The bloated file also can cause upload problems or preliminary processing problems. The process might cough on it, halt, and report that it encountered an unspecified error. There are many online discussions about the uselessness of the cryptic error message on that event. One work-around suggested for that is reuploading the cover PDF again, which will launch new processing not only of the cover but the interior manuscript file as well. After many go-arounds of that, you might get the processing to finish and be able to preview your book. With the bloated file, however, there could be a long delay before you can preview the book in the online KDP previewer. I tried this and that was my experience, and the email about the book being “primarily composed of scanned or image-captured text” came after that.

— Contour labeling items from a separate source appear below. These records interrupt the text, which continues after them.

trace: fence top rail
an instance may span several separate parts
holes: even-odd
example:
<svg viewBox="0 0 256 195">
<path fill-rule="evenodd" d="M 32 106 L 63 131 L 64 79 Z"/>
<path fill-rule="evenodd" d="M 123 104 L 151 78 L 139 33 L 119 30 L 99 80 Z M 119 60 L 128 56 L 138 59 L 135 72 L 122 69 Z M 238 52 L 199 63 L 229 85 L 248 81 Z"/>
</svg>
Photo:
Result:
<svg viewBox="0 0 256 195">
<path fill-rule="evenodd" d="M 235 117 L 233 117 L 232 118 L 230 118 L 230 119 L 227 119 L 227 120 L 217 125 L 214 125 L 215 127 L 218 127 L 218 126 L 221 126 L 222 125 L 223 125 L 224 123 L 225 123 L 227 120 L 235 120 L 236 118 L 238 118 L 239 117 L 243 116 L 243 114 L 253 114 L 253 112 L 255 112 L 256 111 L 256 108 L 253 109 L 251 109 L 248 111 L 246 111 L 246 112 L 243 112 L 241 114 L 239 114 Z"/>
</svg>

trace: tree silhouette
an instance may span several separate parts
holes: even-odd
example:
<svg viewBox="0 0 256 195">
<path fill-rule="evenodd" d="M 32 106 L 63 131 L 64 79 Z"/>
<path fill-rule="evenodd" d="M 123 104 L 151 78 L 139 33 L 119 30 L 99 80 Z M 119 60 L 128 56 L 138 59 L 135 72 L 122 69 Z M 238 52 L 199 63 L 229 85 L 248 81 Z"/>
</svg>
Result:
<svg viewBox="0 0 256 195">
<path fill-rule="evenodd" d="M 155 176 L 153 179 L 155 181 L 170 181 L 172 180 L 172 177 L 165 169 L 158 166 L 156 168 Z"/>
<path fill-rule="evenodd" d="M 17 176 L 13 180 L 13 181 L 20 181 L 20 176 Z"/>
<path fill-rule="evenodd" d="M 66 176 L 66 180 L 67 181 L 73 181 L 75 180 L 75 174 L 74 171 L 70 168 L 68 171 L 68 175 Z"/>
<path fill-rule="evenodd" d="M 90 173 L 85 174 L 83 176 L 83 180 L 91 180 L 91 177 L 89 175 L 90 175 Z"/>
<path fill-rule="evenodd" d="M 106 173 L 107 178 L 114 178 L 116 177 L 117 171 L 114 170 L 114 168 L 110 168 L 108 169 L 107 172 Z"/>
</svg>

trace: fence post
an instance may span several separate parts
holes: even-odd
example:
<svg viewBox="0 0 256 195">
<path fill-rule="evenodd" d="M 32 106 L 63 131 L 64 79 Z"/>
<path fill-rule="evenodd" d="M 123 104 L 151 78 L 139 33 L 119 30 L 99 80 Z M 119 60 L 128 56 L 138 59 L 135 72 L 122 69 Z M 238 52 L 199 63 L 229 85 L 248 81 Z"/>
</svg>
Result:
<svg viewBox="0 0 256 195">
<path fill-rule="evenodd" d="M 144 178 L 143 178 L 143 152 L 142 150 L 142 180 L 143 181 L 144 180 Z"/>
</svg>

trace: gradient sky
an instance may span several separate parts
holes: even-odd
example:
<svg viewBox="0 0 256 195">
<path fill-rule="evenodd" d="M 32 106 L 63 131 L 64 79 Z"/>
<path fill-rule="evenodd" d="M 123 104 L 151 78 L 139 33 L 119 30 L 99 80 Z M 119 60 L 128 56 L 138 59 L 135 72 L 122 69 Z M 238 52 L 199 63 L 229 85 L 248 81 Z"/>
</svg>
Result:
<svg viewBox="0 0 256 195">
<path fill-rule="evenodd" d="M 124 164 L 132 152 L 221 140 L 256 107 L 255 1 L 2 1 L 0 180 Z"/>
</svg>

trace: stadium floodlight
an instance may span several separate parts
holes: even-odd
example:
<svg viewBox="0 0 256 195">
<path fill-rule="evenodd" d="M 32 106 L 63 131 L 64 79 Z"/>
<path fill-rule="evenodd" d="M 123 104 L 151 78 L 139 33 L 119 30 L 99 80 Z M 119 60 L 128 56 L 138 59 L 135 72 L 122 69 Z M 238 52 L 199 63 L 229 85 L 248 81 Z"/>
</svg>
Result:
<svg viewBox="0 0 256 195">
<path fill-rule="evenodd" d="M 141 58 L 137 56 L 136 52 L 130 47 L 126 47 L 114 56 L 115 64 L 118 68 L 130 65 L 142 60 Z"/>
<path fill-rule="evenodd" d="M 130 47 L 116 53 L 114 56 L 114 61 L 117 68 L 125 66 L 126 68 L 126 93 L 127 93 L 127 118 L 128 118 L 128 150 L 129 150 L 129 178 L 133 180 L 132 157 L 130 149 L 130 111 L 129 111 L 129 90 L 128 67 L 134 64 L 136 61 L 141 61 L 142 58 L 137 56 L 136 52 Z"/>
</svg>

Not being sure how to fix the Word behavior to embed Minion Pro, instead, I changed my output method to printing through the CutePDF Writer printer. (Install it and it becomes another printer driver in Word’s Print dialog. It prints to file.) Sure enough, Minion Pro was embedded in the output file and the file was very much smaller, in the ballpark of the sizes of my prior books.
In the course of messing around experimenting and studying to find a solution, I also came across a KDP page that says, while other standards can be used, KDP prefers PDF/X-1a. It happens that PDF-XChange Editor can, via Save As, change Word’s output of PDF/A to PDF/X-1a. File > Save As > Browse opens the Save As Dialog. In the Save as Type dropdown list, there are options for:
- PDF/A Document (*.pdf)
- PDF/X Document (*.pdf)
Choose PDF/X, and the Options button on the dialog goes from greyed out and inactive to bright and active. Clicking Options lets you access a dropdown list of standards, at the time of writing:
- PDF/X-1a
- PDF/X-3
- PDF/X-4
You also have the option to embed either the whole font of each embedded font or a font subset, which is what PDF-XChange Editor thinks are the characters in the font that your file actually uses.
You can also decide whether to have PDF-XChange Editor show you a report of the outcome when it is done, and I recommend you accept that option. The report gives useful information.
Then inspect the output file to see which fonts are listed as having been embedded. File > Document Properties opens the Document Properties dialog. In the Categories pane at the left, select Fonts. The right side of the dialog then will list the fonts that PDF-XChange Editor finds embedded.
When I took the above steps, my problem disappeared. Of course, all that did was prove what the problem was. What I need to do next is solve the problem of getting Word to just embed my Minion Pro directly. Then I would not have to go around Cobb’s Hill to get there.